1. Reisebüros kriegen die Kurve
Zwar haben von Januar bis September 54 Schweizer Reisebüros den Laden dichtgemacht. Der Umsatz der verbleibenden gut 2000 Büros hat gemäss einer Erhebung des Schweizer Reise-Verbands (SRV) 2014 aber zugenommen. Und der Trend soll auch 2015 anhalten. Denn gegenüber Online-Reisebüros konnten die traditionellen Reisebüros 2014 wieder Marktanteile zurückgewinnen. 22 Prozent der Schweizer Reisenden sollen 2014 ihr Angebot in einem Reisebüro gebucht haben, 2013 lag dieser Wert bei 18 Prozent. SRV-Geschäftsführer Walter Kunz ortet die Trendwende beim Ausbruch des isländischen Vulkans Eyjafjallajökull im Jahr 2010: «Es gab damals unzählige Reisende, die auf ihren online gebuchten Einzelleistungen sitzen geblieben sind und auf keinerlei Unterstützung zählen durften.
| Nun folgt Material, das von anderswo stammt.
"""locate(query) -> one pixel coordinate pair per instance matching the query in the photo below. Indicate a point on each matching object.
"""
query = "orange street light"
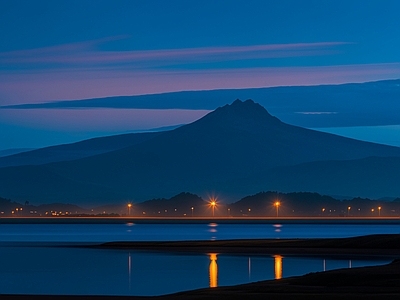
(277, 204)
(129, 208)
Reisebürokunden hingegen wurden von ihren Buchungsstellen umfassend betreut.»

2. Die beliebtesten Städteziele
In der Gunst von Städtereisenden haben Lissabon, Kopenhagen und Hamburg gegenüber Klassikern wie London, Berlin und Wien jüngst aufgeholt. Neu bietet etwa Globus-Reisen in Hamburg einen VIP-Shopping-Service an, Modesuchende werden bei der Suche nach den neusten Fashiontrends und beim Einkauf begleitet. Gute Noten als reizvolles Städteziel erhält vermehrt Belgrad. Neben dem sozialistischen Charme locken schwimmende Clubs auf die Donau, und die Auswahl an Cafés sucht seinesgleichen. Hohe Buchungszahlen dürfte 2015 erneut Istanbul verzeichnen. Und als kommenden Shooting-Star nennt die Reisebibel «Lonely Planet» das bulgarische Plovdiv mit seiner schönen Altstadt und einem schwelenden Nachtleben. Auch die beiden europäischen Kulturhauptstädte 2015 Mons (Belgien) und Pilsen (Tschechien) haben derzeit viel zu bieten.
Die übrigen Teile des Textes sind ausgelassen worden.